After a downturn in sales following anti-corruption moves in China, shifting market demands are seeing cognac’s fortunes return. Shay Waterworth reports


UNPREDICTABLE CURRENCY rates, Brexit and a drop in spending by Chinese travellers have all contributed to a downturn in global travel retail over the past few years. This is bad news for cognac producers because the travel retail market has gone from being a reliable goldmine for sales and advertising in the late 20th century to the opposite by 2018.

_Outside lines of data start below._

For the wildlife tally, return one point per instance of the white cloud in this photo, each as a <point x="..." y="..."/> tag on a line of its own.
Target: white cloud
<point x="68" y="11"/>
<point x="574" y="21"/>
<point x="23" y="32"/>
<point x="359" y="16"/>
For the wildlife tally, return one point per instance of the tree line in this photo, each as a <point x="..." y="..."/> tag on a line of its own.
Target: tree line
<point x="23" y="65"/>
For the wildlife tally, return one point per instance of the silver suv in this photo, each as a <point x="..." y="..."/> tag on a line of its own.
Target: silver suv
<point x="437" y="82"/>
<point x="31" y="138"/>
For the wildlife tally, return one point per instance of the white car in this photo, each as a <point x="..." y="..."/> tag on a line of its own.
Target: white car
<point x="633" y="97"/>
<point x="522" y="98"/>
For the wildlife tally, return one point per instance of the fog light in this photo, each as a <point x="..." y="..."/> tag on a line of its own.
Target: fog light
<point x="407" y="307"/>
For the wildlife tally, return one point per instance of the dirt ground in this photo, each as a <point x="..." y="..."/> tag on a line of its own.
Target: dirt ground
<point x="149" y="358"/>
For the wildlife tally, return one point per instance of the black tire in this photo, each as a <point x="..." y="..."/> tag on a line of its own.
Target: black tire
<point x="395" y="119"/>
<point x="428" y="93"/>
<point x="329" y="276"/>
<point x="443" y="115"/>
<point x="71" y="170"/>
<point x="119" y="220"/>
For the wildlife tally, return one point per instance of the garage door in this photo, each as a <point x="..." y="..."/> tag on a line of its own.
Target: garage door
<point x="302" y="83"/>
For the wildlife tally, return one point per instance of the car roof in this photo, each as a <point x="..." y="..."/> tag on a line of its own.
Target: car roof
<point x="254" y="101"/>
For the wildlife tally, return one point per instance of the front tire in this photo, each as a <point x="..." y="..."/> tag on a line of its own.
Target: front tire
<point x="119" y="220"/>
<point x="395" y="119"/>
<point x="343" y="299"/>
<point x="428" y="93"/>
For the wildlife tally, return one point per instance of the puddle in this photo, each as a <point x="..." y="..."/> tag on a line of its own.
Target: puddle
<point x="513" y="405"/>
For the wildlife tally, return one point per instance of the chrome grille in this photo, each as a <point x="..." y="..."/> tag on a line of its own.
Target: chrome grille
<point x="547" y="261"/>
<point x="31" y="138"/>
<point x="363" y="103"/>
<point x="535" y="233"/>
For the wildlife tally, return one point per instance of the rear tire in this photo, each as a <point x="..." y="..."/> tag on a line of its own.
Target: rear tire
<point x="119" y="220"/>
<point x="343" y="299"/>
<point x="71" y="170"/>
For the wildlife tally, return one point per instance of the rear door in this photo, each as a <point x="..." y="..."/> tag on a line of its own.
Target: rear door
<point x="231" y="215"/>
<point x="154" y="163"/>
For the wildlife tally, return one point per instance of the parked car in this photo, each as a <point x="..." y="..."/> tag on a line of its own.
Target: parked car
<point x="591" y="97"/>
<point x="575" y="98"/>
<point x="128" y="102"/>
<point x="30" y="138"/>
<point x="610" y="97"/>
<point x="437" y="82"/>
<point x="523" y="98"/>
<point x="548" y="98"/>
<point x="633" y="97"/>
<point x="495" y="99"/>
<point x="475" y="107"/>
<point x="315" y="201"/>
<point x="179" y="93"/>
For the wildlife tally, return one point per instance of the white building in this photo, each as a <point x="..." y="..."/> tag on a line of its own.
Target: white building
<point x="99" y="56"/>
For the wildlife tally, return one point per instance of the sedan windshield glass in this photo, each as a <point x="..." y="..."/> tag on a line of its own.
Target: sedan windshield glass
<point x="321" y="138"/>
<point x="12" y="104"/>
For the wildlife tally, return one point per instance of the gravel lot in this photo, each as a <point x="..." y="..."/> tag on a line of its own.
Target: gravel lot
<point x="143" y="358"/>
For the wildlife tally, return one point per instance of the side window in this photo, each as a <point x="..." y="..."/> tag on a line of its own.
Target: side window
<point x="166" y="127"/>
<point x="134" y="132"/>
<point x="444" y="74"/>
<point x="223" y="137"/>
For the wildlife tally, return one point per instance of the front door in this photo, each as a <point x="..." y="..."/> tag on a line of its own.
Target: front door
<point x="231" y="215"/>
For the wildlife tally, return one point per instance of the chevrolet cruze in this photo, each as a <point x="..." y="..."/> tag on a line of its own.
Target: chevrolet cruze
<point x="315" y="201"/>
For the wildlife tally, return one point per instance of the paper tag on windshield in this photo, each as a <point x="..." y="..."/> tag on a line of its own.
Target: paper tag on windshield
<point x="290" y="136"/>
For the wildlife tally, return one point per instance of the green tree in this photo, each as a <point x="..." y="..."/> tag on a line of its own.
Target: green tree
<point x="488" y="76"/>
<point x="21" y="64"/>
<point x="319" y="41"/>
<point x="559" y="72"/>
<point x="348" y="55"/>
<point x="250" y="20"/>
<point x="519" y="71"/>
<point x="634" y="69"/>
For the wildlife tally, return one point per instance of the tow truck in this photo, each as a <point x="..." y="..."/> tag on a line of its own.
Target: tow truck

One of the key travel retail markets which has suffered the most in recent years is China. The country’s booming middle class prompted a major increase in the number of Chinese tourists. But, since North Korea’s missile tests upset the Chinese government in 2017, the number of international travellers from China to the rest of Asia dropped by 46.5% in the first half of 2017.

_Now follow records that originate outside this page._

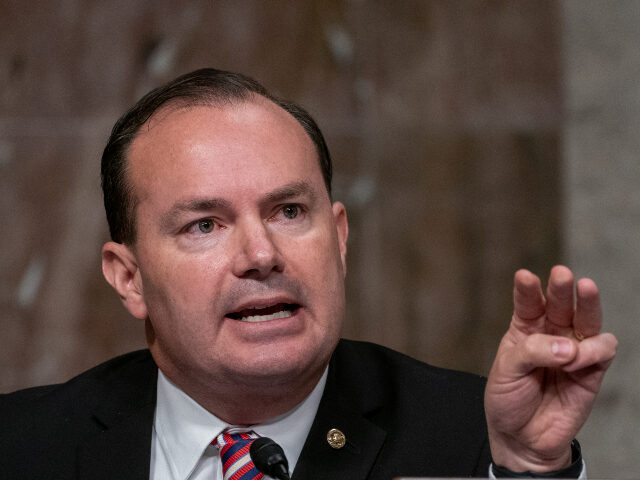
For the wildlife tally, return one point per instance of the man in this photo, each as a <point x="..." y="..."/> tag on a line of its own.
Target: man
<point x="227" y="245"/>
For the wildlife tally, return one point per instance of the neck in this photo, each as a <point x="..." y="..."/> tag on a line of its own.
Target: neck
<point x="261" y="399"/>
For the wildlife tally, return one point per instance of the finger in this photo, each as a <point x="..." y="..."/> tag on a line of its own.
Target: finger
<point x="588" y="318"/>
<point x="560" y="300"/>
<point x="528" y="301"/>
<point x="540" y="350"/>
<point x="596" y="350"/>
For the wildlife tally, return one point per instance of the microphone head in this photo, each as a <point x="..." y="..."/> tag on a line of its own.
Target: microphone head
<point x="268" y="457"/>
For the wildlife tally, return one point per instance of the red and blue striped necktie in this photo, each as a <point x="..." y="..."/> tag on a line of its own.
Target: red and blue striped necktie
<point x="234" y="453"/>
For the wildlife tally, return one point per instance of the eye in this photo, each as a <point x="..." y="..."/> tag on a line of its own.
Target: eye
<point x="290" y="211"/>
<point x="206" y="225"/>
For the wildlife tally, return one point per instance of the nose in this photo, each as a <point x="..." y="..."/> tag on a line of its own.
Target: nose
<point x="257" y="255"/>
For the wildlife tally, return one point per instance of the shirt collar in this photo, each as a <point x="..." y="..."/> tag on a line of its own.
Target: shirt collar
<point x="185" y="429"/>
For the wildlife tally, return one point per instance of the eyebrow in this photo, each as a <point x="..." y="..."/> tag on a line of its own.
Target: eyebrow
<point x="289" y="191"/>
<point x="169" y="218"/>
<point x="286" y="192"/>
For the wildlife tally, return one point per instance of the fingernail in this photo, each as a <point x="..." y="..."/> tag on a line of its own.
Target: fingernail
<point x="561" y="349"/>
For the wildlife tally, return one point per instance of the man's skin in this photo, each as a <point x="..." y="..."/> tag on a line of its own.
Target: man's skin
<point x="232" y="214"/>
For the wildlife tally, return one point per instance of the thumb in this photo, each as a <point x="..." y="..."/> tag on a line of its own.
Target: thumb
<point x="540" y="350"/>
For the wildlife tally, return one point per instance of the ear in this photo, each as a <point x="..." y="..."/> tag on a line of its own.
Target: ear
<point x="342" y="227"/>
<point x="120" y="269"/>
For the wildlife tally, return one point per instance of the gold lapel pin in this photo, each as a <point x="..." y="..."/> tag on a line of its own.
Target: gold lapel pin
<point x="336" y="438"/>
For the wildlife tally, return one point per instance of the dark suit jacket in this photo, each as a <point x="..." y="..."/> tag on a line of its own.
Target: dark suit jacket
<point x="400" y="417"/>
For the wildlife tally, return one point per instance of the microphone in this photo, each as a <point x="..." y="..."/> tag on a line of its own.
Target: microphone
<point x="269" y="459"/>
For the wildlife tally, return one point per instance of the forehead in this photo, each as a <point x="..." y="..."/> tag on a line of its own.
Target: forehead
<point x="249" y="144"/>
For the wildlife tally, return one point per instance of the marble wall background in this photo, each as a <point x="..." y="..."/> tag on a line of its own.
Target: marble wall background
<point x="469" y="139"/>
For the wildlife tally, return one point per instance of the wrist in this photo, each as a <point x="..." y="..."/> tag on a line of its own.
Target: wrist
<point x="519" y="458"/>
<point x="572" y="470"/>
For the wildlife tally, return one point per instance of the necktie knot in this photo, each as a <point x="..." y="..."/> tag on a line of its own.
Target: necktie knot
<point x="234" y="454"/>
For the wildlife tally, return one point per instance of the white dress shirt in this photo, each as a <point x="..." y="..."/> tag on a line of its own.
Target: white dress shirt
<point x="183" y="431"/>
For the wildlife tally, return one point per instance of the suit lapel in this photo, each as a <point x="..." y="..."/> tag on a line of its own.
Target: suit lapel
<point x="320" y="461"/>
<point x="343" y="407"/>
<point x="121" y="445"/>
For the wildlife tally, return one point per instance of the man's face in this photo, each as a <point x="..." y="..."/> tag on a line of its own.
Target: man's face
<point x="240" y="254"/>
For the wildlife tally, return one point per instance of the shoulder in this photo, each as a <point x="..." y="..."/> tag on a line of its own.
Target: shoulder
<point x="433" y="413"/>
<point x="386" y="364"/>
<point x="375" y="377"/>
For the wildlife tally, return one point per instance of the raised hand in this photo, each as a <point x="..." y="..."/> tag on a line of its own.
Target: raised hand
<point x="547" y="372"/>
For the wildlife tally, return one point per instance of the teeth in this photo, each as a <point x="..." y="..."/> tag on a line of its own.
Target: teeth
<point x="264" y="318"/>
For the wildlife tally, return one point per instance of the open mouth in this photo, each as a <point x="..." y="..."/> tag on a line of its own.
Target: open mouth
<point x="279" y="310"/>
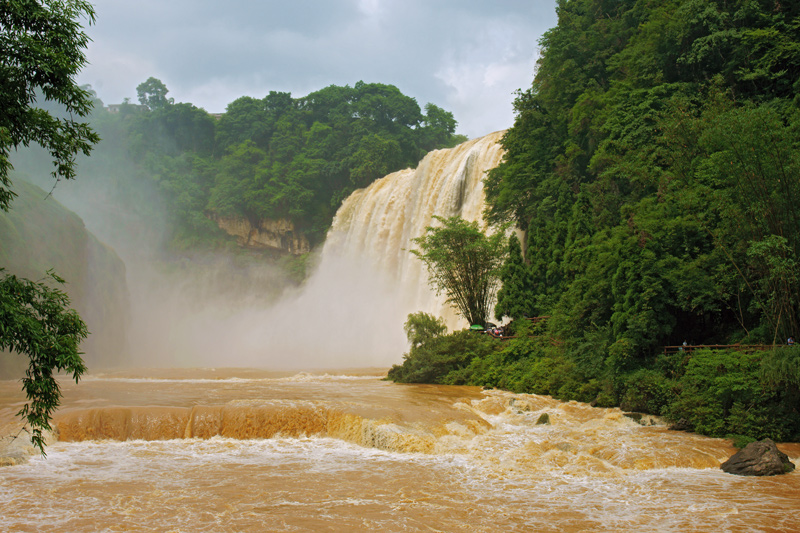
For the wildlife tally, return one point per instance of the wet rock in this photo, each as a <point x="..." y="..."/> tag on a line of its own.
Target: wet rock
<point x="681" y="425"/>
<point x="642" y="419"/>
<point x="760" y="458"/>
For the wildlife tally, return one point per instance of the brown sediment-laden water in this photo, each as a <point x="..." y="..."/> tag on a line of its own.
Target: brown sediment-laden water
<point x="247" y="450"/>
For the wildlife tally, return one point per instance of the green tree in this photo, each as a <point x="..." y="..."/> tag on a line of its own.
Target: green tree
<point x="463" y="263"/>
<point x="421" y="327"/>
<point x="153" y="94"/>
<point x="42" y="49"/>
<point x="35" y="319"/>
<point x="515" y="298"/>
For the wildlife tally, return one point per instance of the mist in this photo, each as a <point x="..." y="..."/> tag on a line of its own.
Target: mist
<point x="223" y="308"/>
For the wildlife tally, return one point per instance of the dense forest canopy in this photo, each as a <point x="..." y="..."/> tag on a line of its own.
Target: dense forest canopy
<point x="277" y="157"/>
<point x="654" y="166"/>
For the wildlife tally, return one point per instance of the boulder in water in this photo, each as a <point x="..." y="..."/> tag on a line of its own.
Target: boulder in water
<point x="681" y="425"/>
<point x="761" y="458"/>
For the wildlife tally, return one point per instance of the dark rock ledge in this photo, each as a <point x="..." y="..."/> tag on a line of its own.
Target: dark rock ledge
<point x="761" y="458"/>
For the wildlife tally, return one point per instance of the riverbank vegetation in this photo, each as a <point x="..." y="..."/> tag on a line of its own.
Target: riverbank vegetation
<point x="654" y="168"/>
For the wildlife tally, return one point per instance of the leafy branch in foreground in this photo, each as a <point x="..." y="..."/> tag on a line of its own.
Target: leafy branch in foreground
<point x="36" y="320"/>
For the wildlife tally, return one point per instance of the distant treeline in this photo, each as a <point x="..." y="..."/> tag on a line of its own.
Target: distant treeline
<point x="654" y="166"/>
<point x="269" y="158"/>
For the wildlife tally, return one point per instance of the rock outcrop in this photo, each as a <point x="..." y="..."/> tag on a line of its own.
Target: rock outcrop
<point x="277" y="234"/>
<point x="761" y="458"/>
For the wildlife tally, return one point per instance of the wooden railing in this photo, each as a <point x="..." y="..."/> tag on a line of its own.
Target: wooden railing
<point x="747" y="348"/>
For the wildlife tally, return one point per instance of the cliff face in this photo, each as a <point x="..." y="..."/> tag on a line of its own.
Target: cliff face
<point x="38" y="234"/>
<point x="277" y="234"/>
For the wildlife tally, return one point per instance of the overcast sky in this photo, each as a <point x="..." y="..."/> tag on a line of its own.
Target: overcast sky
<point x="466" y="56"/>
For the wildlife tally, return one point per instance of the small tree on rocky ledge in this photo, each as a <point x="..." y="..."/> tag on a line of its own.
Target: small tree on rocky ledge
<point x="463" y="263"/>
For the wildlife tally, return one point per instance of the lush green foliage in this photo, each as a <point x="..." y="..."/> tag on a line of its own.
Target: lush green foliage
<point x="463" y="263"/>
<point x="515" y="298"/>
<point x="421" y="327"/>
<point x="278" y="157"/>
<point x="35" y="319"/>
<point x="41" y="46"/>
<point x="433" y="355"/>
<point x="654" y="166"/>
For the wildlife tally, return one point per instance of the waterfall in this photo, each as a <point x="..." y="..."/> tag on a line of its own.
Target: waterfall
<point x="351" y="310"/>
<point x="374" y="227"/>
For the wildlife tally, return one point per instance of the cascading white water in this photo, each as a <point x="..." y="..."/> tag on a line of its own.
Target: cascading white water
<point x="375" y="226"/>
<point x="350" y="312"/>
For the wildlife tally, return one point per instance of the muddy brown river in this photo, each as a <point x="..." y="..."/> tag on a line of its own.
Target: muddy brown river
<point x="245" y="450"/>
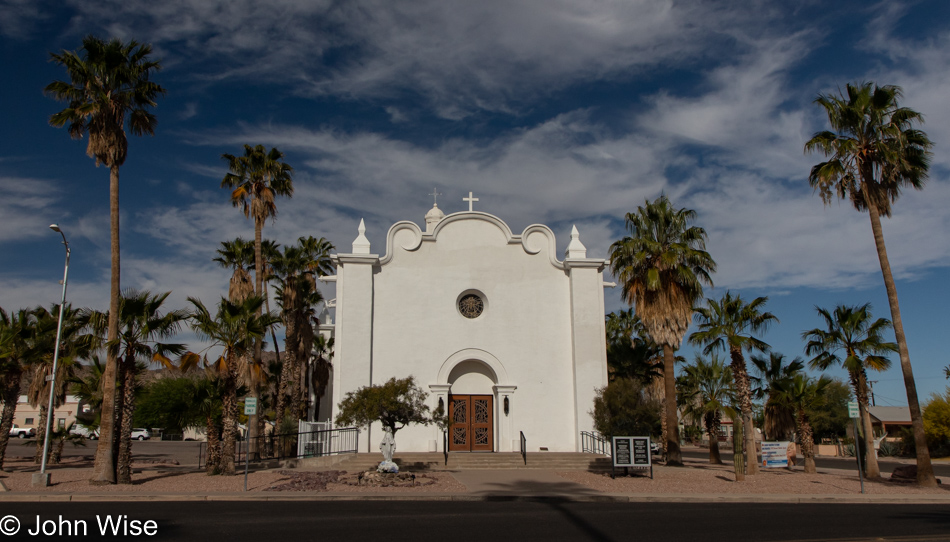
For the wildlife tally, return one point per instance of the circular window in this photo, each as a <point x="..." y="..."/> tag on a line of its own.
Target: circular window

However, according to data offered by China Outbound Tourism Research Institute, 156m Chinese tourists are forecast to visit another country in 2018.

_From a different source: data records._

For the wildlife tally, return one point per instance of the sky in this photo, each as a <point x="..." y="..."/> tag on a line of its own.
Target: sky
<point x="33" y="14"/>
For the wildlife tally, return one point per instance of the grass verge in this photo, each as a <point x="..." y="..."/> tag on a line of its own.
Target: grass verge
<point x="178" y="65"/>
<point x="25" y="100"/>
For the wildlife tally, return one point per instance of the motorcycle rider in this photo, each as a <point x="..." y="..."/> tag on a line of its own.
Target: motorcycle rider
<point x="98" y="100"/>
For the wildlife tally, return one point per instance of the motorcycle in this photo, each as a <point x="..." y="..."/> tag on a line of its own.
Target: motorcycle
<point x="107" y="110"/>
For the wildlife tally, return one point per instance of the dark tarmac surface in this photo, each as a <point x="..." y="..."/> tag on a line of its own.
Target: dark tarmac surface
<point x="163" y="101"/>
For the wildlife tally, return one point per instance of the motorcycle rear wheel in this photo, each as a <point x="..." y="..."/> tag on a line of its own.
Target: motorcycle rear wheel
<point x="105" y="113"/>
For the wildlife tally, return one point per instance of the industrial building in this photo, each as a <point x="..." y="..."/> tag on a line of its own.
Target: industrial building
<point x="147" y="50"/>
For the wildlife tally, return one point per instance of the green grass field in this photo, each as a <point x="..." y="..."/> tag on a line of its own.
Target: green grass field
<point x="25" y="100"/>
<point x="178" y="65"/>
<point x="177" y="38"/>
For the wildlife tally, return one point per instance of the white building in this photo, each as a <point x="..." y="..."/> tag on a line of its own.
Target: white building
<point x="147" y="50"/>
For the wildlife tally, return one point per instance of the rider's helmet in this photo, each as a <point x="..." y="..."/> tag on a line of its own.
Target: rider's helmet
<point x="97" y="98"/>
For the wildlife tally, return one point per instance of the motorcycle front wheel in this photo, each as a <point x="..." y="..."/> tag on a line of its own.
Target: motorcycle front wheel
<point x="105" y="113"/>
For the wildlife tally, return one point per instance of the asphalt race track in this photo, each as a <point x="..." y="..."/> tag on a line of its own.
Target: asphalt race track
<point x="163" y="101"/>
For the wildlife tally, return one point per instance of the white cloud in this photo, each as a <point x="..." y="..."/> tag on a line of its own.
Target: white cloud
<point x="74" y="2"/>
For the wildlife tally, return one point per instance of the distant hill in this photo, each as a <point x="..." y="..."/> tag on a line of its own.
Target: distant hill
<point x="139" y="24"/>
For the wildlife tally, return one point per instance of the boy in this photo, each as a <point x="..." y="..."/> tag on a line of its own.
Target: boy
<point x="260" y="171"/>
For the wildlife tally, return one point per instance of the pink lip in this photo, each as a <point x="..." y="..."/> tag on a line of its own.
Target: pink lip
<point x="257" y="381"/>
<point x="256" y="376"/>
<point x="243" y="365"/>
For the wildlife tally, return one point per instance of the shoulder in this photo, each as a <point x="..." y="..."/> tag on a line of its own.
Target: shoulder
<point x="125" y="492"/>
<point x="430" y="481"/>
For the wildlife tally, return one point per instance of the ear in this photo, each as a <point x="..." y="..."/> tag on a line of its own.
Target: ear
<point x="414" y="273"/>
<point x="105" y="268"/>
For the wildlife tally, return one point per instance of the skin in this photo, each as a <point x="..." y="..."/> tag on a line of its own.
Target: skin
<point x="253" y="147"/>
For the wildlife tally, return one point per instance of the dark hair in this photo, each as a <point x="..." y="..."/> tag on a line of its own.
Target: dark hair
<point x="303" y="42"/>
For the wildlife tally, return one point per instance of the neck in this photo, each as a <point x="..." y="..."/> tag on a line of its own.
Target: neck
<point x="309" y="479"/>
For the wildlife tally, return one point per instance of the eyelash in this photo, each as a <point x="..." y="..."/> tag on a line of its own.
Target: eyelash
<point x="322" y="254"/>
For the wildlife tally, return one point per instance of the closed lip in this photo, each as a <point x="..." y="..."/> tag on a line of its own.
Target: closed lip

The reason China’s brief downturn was such a problem for GTR is that the country has become integral to many spirits categories around the world over the past 20 years, due to the sheer size of the population and the sudden wealth obtained by its burgeoning middle class. China’s travel blip has no doubt contributed to the fact that the volume of cognac sold in GTR is down 1.6%, according to data released by Bureau National Interprofessionnel du Cognac.


The most positive news surrounding China’s relationship with cognac is that export figures are up. Earlier this year the BNIC released statistics which showed shipments of cognac to the Far East had risen 13.5% from 2017-18, with China now the third biggest importer at 262m bottles over that year. So the demand for cognac is still there in China and the question which needs to be explored is: “How can cognac brands reconnect with China’s influential travel retail market?”

According to a report released in 2017 by Nielsen Holdings, 61% of Chinese tourists like to shop in duty free when leaving China and 63% use mobile payment methods. Drinks International’s travel retail expert Joe Bates has written in this magazine (p37) about how technology is being harnessed to increase sales in GTR and it is no coincidence that cognac brands have begun to adopt QR codes on bottles, opening the category up to Chinese travellers.


Cognac now shares around 16% of the total GTR market for spirits but there has been a change in the type of cognac being offered in China by some brands due to a shift in market demand.

In the early stages of the 21st century a lot of the profits from big brands in China relied on corruption in the government and the country’s attitude towards bribery in business. Expensive bottles of cognac were ‘gifted’ as part of a business deal or favour, which is why a large portion of elite-level cognac was sold in China. However, when Xi Jinping was elected general secretary of the Communist Party of China in 2013, one of the first things on his to-do-list was clamp down on corruption in the country, which had a negative effect on the sales of cognac in GTR.